Saining Xie, Alexander Kirillov|arXiv (Cornell University)|Apr 2, 2019
Advanced Neural Network Applications参考文献 50被引用 82
一句话总结

本论文研究由经典随机图模型(ER、BA、WS)生成的随机连线神经网络(RandWire),并展示它们在无需手工设计连线或操作搜索的情况下仍能达到具有竞争力的ImageNet准确率,强调网络生成器是设计中的关键要素。

ABSTRACT

Neural networks for image recognition have evolved through extensive manual design from simple chain-like models to structures with multiple wiring paths. The success of ResNets and DenseNets is due in large part to their innovative wiring plans. Now, neural architecture search (NAS) studies are exploring the joint optimization of wiring and operation types, however, the space of possible wirings is constrained and still driven by manual design despite being searched. In this paper, we explore a more diverse set of connectivity patterns through the lens of randomly wired neural networks. To do this, we first define the concept of a stochastic network generator that encapsulates the entire network generation process. Encapsulation provides a unified view of NAS and randomly wired networks. Then, we use three classical random graph models to generate randomly wired graphs for networks. The results are surprising: several variants of these random generators yield network instances that have competitive accuracy on the ImageNet benchmark.

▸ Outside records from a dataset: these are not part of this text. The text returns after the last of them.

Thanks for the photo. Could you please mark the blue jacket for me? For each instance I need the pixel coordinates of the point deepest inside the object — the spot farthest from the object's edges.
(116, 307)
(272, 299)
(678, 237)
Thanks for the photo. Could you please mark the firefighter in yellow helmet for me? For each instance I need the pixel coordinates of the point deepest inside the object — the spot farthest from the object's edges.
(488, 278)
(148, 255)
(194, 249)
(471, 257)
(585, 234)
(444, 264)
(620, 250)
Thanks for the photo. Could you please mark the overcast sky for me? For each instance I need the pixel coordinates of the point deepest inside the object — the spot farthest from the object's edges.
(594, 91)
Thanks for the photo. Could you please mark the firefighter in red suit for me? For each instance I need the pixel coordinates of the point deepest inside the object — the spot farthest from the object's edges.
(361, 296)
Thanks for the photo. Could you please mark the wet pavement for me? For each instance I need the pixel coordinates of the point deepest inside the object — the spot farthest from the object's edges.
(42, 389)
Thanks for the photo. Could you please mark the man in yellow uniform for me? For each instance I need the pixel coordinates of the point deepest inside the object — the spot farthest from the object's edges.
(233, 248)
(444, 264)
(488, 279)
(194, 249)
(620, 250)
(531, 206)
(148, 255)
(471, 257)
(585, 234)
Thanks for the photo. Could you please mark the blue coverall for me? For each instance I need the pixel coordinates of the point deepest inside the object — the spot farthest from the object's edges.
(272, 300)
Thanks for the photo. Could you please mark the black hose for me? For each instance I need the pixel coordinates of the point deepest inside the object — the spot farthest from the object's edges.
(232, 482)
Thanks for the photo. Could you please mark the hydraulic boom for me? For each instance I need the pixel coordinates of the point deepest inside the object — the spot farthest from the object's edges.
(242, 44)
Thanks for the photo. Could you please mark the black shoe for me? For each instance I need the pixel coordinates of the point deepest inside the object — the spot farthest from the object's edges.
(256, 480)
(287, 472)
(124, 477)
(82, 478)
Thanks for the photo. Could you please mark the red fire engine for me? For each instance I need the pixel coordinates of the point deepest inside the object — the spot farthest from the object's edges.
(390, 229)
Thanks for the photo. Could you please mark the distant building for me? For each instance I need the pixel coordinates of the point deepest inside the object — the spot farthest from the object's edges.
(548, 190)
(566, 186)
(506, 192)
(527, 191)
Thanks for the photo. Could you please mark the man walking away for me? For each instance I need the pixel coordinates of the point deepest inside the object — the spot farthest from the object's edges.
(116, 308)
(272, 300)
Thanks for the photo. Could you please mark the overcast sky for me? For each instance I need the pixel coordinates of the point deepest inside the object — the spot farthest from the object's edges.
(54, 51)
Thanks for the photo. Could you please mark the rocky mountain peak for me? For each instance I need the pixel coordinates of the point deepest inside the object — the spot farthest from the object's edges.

These results suggest that new efforts focusing on designing better network generators may lead to new breakthroughs by exploring less constrained search spaces with more room for novel design.

研究动机与目标

  • Motivate and assess whether loosening manual wiring constraints via random graph generators can yield competitive image recognition models.
  • Define a network generator framework and show how random graph models can instantiate neural networks.
  • Evaluate RandWire networks on ImageNet across small, regular, and large computation regimes and compare to hand-designed and NAS architectures.

提出的方法

  • Define the network generator g that maps a parameter set θ and a seed s to a neural network architecture.
  • Generate complete neural networks by sampling random graphs from ER, BA, and WS models and mapping graphs to DAGs with node operations.
  • Use a simple node operation design where each node aggregates inputs with positive weights and applies a ReLU-convolution-BN transformation, keeping FLOPs roughly independent of wiring.
  • Construct networks in stages with input/output handling and progressive down-sampling similar to conventional CNNs (ResNet/DenseNet style).
  • Train RandWire instances on ImageNet under fixed budgets, reporting mean accuracy and standard deviation across five seeds without performing per-generator random search.
  • Compare RandWire to ResNet/ResNeXt and NAS-based models under multiple FLOP/parameter budgets.

实验结果

研究问题

  • RQ1Can randomly wired networks generated from classical random graph models achieve competitive ImageNet accuracy compared to hand-designed and NAS-designed architectures?
  • RQ2How does the choice of graph generator (ER, BA, WS) and its parameters influence accuracy and robustness of RandWire models?
  • RQ3What is the impact of node operation choices and network staging on performance when wiring is randomized?
  • RQ4How does RandWire performance scale across small, regular, and large computation regimes relative to conventional architectures?

主要发现

NetworkTop-1 acc.Top-5 acc.FLOPs (M)Params (M)
RandWire-WS (small regime)74.7 ±0.2592.2 ±0.15583 ±6.25.6 ±0.1
ResNet-5077.193.54.125.6
ResNeXt-5078.494.04.225.0
RandWire-WS (109)79.0 ±0.1794.4 ±0.114.0 ±0.0931.9 ±0.66
ResNet-10178.894.47.844.6
ResNeXt-10179.594.68.044.2
RandWire-WS (154)80.1 ±0.1994.8 ±0.187.9 ±0.1861.5 ±1.32
  • Randomly wired networks generated by ER, BA, and WS models achieve competitive ImageNet accuracy, with WS-based generators often matching or surpassing hand-designed counterparts under similar compute.
  • WS-based RandWire variants can outperform or be on par with several NAS- and hand-designed networks while using comparable FLOPs and fewer parameters in some settings.
  • Among random generators, the WS model with appropriate parameters (e.g., WS(4,0.75)) yields the best mean accuracy in the small computation regime (around 74.7% top-1).
  • The accuracy variance across five seeds for a given generator is small (typical std around 0.2%–0.4%), while mean performance varies notably across generators, indicating the generator design encodes meaningful priors.
  • Node operation choice (3x3 separable conv, regular conv, or pool-then-conv) has limited impact on the relative ranking of generators, suggesting wiring patterns contribute orthogonally to operation types.
  • RandWire networks achieve competitive results in the regular computation regime (e.g., RandWire-WS with C=109/154) and can reach top-1 accuracies above 80% in larger models, while requiring fewer FLOPs and comparable parameters to ResNet/ResNeXt baselines.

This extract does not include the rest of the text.